An android actress, giant anime robots and the legacy of Akira Kurosawa were among the offerings at this year’s Tokyo International Film Festival (TIFF), which as always presented an interesting mix of old and new.
Android Geminoid-F – created by robotics expert Hiroshi Ishiguro – is an eerily convincing lead actress in Koji Fukada’s Sayonara, which received its world premiere in TIFF’s competition section.
Both Geminoid-F and Japanese-speaking actress Bryerly Long are reprising their roles from the short stage-play from which the film is adapted.
Although set in a near-future Japan contaminated by radiation, the film is more of a riff on mortality and the fear of death than a comment on the Fukushima nuclear disaster.
More startling than the story was the range of emotions that Geminoid-F was able to convey. “Sometimes robots can express more than humans,” said Ishiguro at a post-screening event.
The giant robots came courtesy of a focus on iconic Japanese anime series Mobile Suit Gundam, created by Yoshiyuki Tomino, which has run for 36 years and has clearly influenced Hollywood productions such as Pacific Rim.
The World Of Gundam sidebar ran throughout the festival, screening the entire series, including feature films, TV series and Tomino’s 2009 CGI animated feature Ring Of Gundam.
Like Fukada’s Sayonara, the long-running series – about young people piloting massive robots that fight each other in space – raises questions about the relationship between humans and technology.
Tomino talked about the “Minovsky particles” in the series, a fictional technology used to shut down wireless communications.

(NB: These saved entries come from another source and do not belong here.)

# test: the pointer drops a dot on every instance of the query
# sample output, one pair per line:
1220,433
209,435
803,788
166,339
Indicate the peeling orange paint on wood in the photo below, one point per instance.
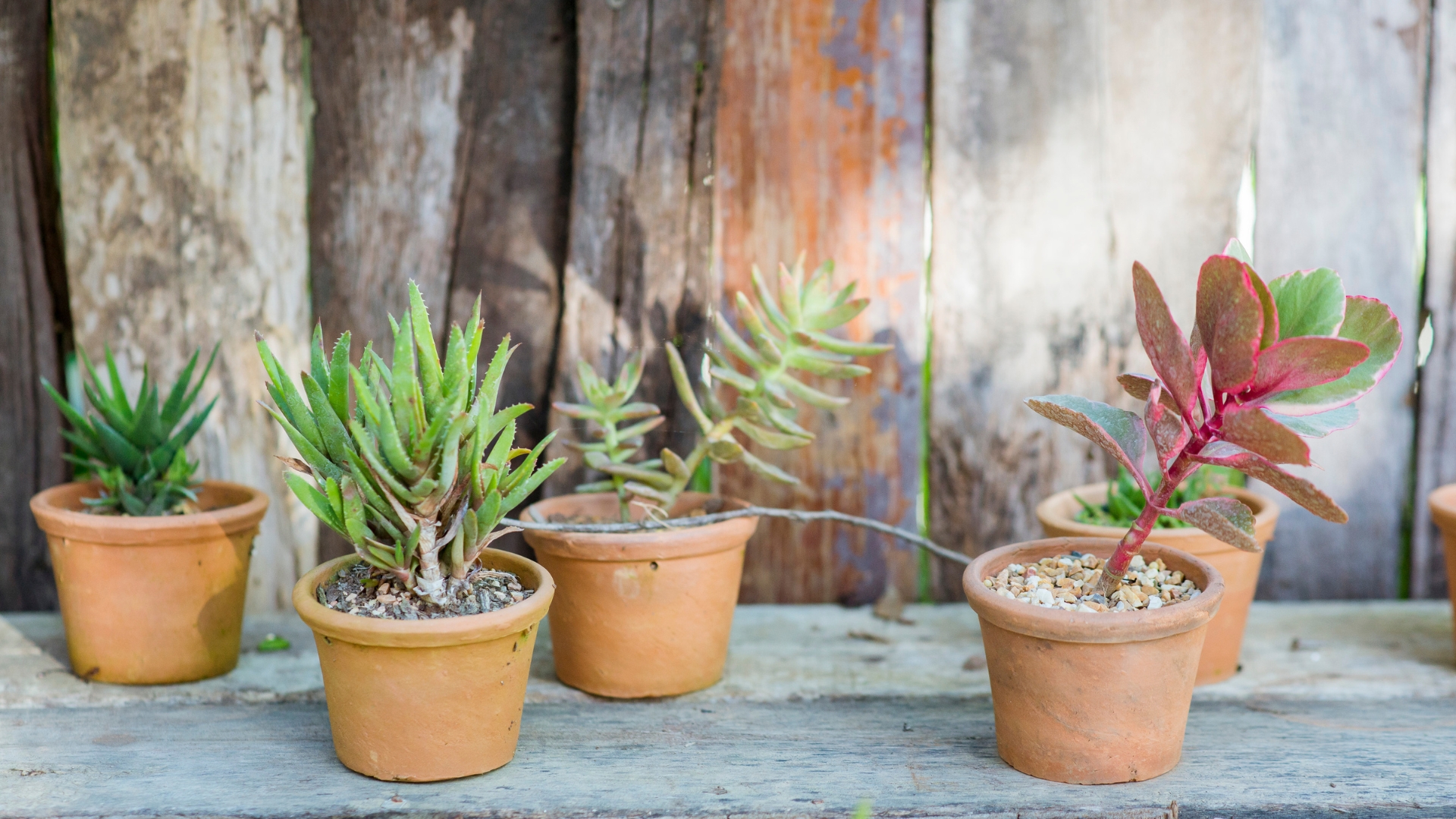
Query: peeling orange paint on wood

“I wasn’t thinking about physics or electronics when I created them – they’re there to help the drama,” said Tomino during a talk event alongside 27-year-old media artist and professor Yoichi Ochiai.
“Sometimes you have to turn off the technology so that you have people fighting or interacting with each other. Ultimately, drama doesn’t work without emotions like love – and love only works in a face-to-face situation.”
Kurosawa looms large
These are not issues that Japan’s most famous filmmaker, Akira Kurosawa, who passed away in 1998, ever had to deal with during his lengthy career.
Nonetheless, he loomed large over this year’s TIFF, which screened a 4K digitally restored version of his 1985 classic Ran, while his kabuki-to-film adaptation, They Who Step On The Tiger’s Tail, played at Shochiku’s historic Kabuki-za theatre in Ginza.
On the second day of the festival, jury president Bryan Singer talked about the huge influence Kurosawa had on him as a film student at USC.
“We would travel to Little Tokyo and see every single Kurosawa film,” said Singer. “At that age, I was also watching films from [Steven] Spielberg and [George Lucas], juxtaposed with Kurosawa who influenced them both, so I became entrenched in Japanese cinema quite early.”
In recent years, TIFF has also been reaching out to the rest of Asia through its Crosscut Asia section, which this year focused on cinema from the Philippines, with a special section on Brillante Mendoza.
The festival also hosted retrospectives of the work of Shuji Terayama, Orson Welles and actor Japanese actor Ken Takakura; a Masters of J-Horror sidebar, featuring the work of Hideo Nakata, Takashi Shimizu and Kiyoshi Kurosawa; and a new section, Japan Now, showcasing outstanding Japanese films from recent and upcoming months.
Masato Harada was selected as the Director in Focus of the Japan Now section. His most recent feature, Emperor In August, tackles the controversial issue of the role Emperor Hirohito played in the Second World War. Meanwhile, Hong Kong filmmaker John Woo and Japan’s Yoji Yamada were honoured with Samurai Awards (see separate story).
TIFF wraps on Saturday (Oct 31) with a screening of Japanese director Tetsuo Shinohara’s Terminal, based on a novel by award-winning writer Shino Sakuragi.